- Born: 1933 (age 92–93) Sioux City, Iowa, U.S.
- Education: Colorado College University of Minnesota, Duluth

= Ann Royer =

American painter

Ann Royer is a painter and sculptor living and working in Cedar Rapids, Iowa. Her work consists mostly of abstract nudes and horses. She was born in Sioux City, Iowa in 1933.

==Education and work==
Royer graduated from the School of Art at Colorado College. She later attended the University of Minnesota, Duluth. She studied art, against her family's initial wishes.

Royer credits a 1975 Chinese Art Exposition as her greatest source of inspiration. In 1966, she attended the Congress of Infectious Diseases in the USSR.
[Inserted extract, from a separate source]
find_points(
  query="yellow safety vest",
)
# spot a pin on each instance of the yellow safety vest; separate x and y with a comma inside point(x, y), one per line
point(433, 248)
In 2008, Royer was the subject of a short documentary by Brett Edward Stout. It was shown at the Cedar Rapids Independent Film Festival and on KCRG TV9.

== Exhibitions ==
Royer's work is prominently featured in the Cornerhouse Art Gallery. Between 1975 and 1997, her work was exhibited at the Sioux City Art Center, the Museum of Art Cedar Rapids, the Jewish Community Center Houston, Engel Gallery Jerusalem, the Zoma Gallery New York, the Ice House Dallas, and the Osburne Gallery in St. Paul, Minnesota.

== Public sculptures ==
Royer was commissioned by the city to create several large bronze public sculptures in downtown Cedar Rapids, Iowa. Her large sculptures include Pas De Deux on the corner of 1st Avenue and 3rd Street, Between Friends on the corner of 3rd Avenue and 3rd Street, and a sculpture at Mount Mercy College.